Introduction to Datastax Brisk : an Hadoop and Cassandra distribution

le 29/07/2011 par Jordan Pittier
Tags: Évènements

As the Apache Hadoop ecosystem grows while its core matures, there are now several companies providing business-class Hadoop distribution and services. While EMC, after it acquires Greenplum, seem the biggest player other companies such as Cloudera or MapR are also competing.

This article introduces Datastax Brisk, an innovative Hadoop distribution that leverage Apache Hive data warehouse infrastructure on top of an HDFS-compatible storage layer, based on Cassandra. Brisk try to reconcile real-time applications with low-latency requirement (OLTP) and big data analytics (OLAP) in one system. "Oh really ?"

Introduction

Usually systems designed for OLAP and OLTP require different data models and OLTP systems need to be regularly offloaded because they don't cope with huge amount of data. Thus the need for ETL. But ETL processes are usually complex and not flexible, they have to be adapted each time the source or destination system slightly change. Lastly they are not well-suited for small but numerous datastreams, which is where we are heading with real time analytics.
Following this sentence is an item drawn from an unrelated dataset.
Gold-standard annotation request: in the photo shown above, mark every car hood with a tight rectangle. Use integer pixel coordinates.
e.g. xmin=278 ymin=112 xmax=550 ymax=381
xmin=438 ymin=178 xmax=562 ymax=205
If you were to design a unique system that could handle both low-latency queries and big data analytics you would need some kind of resources isolation so that a big batch running on your data doesn't impact the response time of your application. Let's see how Brisk handle these challenges.

Brisk Architecture

In the typical Hadoop Stack (see our related blog posts), the primary datastore is Hadoop Distributed FileSystem, aka HDFS. HDFS fits well MapReduce jobs thanks to data locality awareness but this comes at the expense of a major SPOF, the NameNode metadata server. Although the secondary NameNode server mitigates data loss risk, the failover time is in dozens of minutes.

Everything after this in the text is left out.